Part home movie, part portrait of a city, this film follows a documentary-maker's journey back to her home of Jerusalem after 20 years away in the US. It explores the difficulty of living in the divided city through the eyes of her young children and husband, with intimate, fascinating, sometimes upsetting results.
There is no place like home. You can feel its warmth after you leave it, but by that time, it will be too late. You are cursed not to be back, since if at distance it will make you weep, it will crush you as soon as you try to rejoin it. Home is where you were born, and were you should die. This documentary is simple, and heartbreaking.
Getting full marks as it mixes personal documentary with excellent camera work.
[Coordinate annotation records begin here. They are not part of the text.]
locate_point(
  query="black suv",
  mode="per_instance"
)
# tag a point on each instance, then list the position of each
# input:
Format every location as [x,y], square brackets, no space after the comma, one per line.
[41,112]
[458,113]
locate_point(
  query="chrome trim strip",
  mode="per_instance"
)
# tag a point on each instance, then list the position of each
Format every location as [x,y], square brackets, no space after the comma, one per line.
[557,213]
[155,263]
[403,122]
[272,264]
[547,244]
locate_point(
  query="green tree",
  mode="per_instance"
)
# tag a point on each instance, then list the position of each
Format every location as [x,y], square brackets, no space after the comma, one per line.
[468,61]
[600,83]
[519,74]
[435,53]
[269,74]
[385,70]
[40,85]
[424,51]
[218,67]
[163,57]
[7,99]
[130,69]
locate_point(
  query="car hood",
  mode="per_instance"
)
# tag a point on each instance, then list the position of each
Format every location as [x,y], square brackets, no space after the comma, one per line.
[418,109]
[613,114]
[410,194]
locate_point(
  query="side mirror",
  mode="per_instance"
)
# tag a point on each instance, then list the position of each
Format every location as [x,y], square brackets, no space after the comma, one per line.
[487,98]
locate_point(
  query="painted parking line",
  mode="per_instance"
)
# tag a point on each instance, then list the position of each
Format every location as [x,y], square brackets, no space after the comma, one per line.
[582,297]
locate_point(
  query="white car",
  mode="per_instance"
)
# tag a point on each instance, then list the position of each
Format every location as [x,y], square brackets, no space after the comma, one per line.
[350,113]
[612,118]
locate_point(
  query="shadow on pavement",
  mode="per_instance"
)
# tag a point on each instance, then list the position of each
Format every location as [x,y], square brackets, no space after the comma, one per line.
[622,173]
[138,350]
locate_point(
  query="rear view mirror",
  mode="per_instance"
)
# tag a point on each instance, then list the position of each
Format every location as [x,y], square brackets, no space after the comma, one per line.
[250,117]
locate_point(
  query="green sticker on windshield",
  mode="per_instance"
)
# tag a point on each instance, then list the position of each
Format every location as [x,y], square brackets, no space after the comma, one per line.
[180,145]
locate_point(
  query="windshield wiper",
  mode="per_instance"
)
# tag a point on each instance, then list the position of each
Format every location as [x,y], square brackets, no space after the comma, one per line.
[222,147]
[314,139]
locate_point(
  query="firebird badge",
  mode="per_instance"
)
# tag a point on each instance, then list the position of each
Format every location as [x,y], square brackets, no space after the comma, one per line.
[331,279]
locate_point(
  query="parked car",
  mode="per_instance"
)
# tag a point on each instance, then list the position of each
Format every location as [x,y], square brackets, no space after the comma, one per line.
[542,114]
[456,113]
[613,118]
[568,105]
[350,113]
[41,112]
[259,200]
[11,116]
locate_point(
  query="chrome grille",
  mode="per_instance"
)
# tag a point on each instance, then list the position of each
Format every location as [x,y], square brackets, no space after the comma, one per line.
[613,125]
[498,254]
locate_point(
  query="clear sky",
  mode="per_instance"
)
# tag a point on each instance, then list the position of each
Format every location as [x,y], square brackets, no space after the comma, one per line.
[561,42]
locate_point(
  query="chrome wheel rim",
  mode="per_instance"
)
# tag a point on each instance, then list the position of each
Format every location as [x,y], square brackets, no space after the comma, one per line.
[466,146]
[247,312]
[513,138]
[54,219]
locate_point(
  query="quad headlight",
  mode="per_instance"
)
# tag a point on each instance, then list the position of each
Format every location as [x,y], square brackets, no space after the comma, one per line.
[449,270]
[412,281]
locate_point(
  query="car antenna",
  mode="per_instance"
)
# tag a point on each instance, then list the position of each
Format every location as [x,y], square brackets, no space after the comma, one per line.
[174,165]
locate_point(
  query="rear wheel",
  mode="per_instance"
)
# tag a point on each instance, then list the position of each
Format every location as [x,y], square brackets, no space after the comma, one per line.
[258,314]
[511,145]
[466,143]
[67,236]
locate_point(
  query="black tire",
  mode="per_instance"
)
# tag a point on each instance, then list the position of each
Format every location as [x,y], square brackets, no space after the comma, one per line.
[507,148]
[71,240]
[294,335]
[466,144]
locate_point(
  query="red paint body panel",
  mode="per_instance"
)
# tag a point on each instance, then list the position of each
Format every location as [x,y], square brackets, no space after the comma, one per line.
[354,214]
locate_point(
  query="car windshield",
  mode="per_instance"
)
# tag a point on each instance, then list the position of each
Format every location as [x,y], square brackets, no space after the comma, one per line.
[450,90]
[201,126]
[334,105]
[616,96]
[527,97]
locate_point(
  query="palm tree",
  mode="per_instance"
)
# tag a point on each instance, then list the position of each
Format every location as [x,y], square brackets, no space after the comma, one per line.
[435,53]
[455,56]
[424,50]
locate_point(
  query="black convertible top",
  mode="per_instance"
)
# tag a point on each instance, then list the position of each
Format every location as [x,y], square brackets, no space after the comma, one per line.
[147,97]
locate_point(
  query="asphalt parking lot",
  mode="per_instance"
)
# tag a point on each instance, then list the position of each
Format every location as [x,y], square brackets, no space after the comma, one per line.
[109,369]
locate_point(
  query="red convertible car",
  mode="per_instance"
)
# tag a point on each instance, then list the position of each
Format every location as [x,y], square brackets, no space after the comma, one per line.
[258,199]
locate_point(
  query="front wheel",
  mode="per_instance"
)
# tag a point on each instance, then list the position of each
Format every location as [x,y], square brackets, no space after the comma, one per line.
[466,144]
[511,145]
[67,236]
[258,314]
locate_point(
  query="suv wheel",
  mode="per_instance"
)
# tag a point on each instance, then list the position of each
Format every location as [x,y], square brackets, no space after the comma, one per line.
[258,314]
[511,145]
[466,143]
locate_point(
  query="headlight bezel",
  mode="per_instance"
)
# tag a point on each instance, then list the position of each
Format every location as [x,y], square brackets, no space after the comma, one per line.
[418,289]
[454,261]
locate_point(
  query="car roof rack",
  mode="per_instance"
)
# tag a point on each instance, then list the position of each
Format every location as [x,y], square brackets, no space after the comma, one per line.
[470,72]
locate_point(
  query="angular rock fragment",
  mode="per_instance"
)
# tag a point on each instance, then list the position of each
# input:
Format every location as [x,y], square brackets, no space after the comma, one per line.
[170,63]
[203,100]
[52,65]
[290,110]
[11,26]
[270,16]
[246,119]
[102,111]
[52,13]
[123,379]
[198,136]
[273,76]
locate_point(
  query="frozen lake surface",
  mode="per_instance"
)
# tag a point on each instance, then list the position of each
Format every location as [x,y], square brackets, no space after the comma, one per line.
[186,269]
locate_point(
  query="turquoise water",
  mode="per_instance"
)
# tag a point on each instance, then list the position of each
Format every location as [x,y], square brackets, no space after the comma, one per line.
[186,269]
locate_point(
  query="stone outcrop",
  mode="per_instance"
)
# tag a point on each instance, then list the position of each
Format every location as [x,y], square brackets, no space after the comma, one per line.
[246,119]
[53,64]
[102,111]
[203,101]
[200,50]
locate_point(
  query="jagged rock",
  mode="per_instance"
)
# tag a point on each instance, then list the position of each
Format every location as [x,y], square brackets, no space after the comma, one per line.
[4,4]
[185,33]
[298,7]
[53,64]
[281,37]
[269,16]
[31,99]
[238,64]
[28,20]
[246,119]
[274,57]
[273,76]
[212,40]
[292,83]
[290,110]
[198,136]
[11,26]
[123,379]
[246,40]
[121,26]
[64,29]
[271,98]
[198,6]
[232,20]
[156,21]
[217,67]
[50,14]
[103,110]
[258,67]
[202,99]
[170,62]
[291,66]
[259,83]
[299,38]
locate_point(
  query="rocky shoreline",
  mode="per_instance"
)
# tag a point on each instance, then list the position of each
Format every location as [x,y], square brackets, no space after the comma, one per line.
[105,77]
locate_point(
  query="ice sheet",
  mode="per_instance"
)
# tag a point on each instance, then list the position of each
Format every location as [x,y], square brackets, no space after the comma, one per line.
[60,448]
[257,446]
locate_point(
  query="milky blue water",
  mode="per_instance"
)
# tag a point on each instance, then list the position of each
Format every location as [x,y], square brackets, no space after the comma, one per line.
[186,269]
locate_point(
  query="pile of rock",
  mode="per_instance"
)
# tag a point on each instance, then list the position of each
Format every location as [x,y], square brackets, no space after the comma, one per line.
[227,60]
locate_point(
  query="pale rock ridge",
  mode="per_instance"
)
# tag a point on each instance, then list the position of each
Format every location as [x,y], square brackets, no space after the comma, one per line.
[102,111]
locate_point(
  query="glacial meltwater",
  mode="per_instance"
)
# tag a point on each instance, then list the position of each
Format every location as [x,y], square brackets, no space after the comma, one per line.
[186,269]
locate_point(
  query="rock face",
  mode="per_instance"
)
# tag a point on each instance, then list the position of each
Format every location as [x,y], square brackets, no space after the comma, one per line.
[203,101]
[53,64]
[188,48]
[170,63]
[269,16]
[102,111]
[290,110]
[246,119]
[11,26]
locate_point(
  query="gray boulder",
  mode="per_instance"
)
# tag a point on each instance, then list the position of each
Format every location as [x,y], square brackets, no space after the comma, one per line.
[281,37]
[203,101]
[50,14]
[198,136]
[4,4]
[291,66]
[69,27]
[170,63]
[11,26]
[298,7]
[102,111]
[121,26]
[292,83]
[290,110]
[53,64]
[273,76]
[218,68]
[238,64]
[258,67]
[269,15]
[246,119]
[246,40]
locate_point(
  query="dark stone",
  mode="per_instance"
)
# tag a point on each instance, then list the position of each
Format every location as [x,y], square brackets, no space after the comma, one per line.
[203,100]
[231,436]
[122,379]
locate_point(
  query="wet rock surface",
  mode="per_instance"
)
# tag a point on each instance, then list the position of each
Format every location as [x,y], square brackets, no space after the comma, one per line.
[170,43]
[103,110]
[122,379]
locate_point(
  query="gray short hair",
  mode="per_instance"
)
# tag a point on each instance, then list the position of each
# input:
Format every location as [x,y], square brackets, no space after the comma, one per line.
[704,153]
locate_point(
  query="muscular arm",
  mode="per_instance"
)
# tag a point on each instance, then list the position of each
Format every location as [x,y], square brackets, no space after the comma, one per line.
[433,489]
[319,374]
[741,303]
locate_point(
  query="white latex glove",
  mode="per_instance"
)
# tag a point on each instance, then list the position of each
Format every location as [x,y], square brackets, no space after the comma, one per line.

If it was just for the documentary, it would probably only get 4. On the latter function, the film performs well and is open about being more about the person behind the camera than about the people in front. It touches on a lot of forgotten subjects and manages to show some reality on a subject where dogmatic reporting tends to prevail.
Great film, very accessible, really interesting, very personal and honest. A conflicted, divided city and the effect this environment has on the film maker and her family. Simple questions from the children that require complex answers. The personal is political.
A very personal and sincere view on the conflicts and contradictions around life in Israel and Jerusalem in particular. The evolution of the family during the years and their inevitable reflection on the political tensions is the main hook (IMO). It's admirable how the kids' reasoning can challenge the parents' and audience's. Good for 'know-it-alls' re: Palestinian conflict.
Judging that all the movie was shot by one person, without any scripting etc, the end result is amazing. I was expecting it to be an informative but boring movie to watch, but couldn't be more surprised as it lets you make emotional connections to all characters and to also get a taste of the atmosphere in the city itself.
I found this a wonderful film. Sensitively told and touching. A glimpse into the conflict through the eyes of a mother trying to understand her need to return to her homeland, and the consequences that living there has on the lives of her children, partner and the family as a whole.
Interesting. Did not know the extent of the Jewish settlements. I was touched by the relationship between her son and his best friend, who just happened to be an Arab boy. Love amongst such hatred, not bothered about what religious group either belongs too. As it should be.
A hard film to watch. You come to understand the schisms of a country born out of division through the pressures it exerts on an ex-pat family who returns there. It becomes increasingly clear that the mother and director, who brought her family there, did it for personal reasons. Reasons, I think, were selfish. But she allows her own camera to reveal that. And its more brave, impressive and human for that honesty.